So today is the start of the firing. The last few weeks have been busy with last minute series of pots, splitting, glazing and loading.
The kiln is packed relatively tight...we found that a tight stack and a 12 hour hold around 600F dispersed ash evenly throughout the kiln the last firing especially. Thinking the tighter front stack especially acts like a screen the draws and disperses ash throughout the chamber...a discovery based on previous firings in which we stacked looser in the front.
There are five rows deep of shelves in the kiln and the first two counting from the firebox are exclsively stoneware...have found the porcelain likes the center section best...flashing and fine ash build up.
Our plan is to fire the kiln at 180F for 12 hours then move to a 30F/hour rise to 600F...so around midnight we'll start the 30F/hour heat rise again. Our goal is to be at around 1500 by the 48th hour.

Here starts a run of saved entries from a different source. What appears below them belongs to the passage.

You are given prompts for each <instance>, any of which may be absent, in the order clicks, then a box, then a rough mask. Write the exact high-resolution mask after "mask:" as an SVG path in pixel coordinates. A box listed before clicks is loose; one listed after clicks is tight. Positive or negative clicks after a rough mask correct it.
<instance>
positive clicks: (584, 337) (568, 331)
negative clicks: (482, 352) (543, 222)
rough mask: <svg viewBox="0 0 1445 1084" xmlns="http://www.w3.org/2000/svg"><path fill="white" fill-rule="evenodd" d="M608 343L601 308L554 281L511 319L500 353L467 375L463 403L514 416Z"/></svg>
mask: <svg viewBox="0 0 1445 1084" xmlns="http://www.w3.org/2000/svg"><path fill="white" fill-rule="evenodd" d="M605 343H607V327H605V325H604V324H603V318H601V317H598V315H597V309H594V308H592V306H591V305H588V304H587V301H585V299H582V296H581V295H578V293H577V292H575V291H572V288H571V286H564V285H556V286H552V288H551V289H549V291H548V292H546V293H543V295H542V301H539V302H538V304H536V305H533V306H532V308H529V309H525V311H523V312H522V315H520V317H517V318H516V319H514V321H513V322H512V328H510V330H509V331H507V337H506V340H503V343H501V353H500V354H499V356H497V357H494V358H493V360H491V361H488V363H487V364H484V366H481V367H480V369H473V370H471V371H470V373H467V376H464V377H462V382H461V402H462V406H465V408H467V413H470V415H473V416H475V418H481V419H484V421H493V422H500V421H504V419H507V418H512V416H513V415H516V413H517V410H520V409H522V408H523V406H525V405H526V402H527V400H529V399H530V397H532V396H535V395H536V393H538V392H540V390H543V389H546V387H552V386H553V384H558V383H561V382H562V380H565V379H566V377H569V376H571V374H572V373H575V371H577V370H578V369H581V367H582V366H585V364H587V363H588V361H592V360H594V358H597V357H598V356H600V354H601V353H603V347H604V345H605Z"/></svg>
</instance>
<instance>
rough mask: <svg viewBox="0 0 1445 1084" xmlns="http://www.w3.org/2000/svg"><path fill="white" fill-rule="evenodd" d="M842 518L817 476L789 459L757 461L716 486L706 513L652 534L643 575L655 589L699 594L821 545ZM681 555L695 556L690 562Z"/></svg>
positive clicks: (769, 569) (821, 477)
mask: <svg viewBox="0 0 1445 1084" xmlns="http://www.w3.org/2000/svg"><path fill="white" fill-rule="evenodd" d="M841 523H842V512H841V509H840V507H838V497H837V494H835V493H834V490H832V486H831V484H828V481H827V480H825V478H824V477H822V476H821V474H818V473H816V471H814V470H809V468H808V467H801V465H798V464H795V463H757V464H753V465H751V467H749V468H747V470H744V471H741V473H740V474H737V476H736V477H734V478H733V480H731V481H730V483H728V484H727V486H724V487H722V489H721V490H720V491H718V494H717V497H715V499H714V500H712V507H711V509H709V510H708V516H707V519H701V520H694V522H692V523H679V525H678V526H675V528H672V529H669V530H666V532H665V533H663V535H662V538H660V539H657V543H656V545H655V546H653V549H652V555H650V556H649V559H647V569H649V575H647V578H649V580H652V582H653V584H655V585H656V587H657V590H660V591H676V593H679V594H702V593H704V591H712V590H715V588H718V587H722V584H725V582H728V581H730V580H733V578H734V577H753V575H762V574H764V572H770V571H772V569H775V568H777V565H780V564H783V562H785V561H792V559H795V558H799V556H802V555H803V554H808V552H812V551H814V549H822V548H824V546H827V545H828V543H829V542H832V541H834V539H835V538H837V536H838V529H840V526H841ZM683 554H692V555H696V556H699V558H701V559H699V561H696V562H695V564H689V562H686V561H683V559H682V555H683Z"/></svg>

At this point we will pay extra careful attention to the atmosphere so as to allow for full oxidation before re-stoking.
By hour 72, we hope to be around 2300F and work the kiln to peak temp. and hold till hour 84.
During the initial phase..up to 1500ish...the passive dampers will be pulled to the point the we get the minimum draft necessary to maintain heat climb. After this, we will increase draft only as required.
Adjustments in the firebox occur mainly when we achieve orange-heat...at this point we close off the lower/primary air arch...this serves to increase draft a bit, keeps embers from accumulating and shields the stokers from excessive heat radiation.
Once we have held at temperature for several hours...we will introduce a half chord of Black Locust to provide the heat and ash that should get us to a soft ^12.
Shut down will be as usual...a couple wheel barrows of wood in the firebox followed soon after by a complete shut down of all air ports, peep holes and active damper...this technique has proven inself to be good way to achieve reduction cooling and flashing at high heat.
Each firing is so fun and exciting...the information gathered each time never fails to inspire the next firing. By far, the most satisfying aspect of the firing is the shared experiences with the firing crew. Mostly former students comprise the crew...a good friend Jim is a major contributor to the process....making pots, loading firing and unloading/clean-up. Without these guys there's no way this event could take place...so thankful that we've all taken ownership in the process of firing the Pyranhagama...without this process...may not see these guys regularly...good in all ways!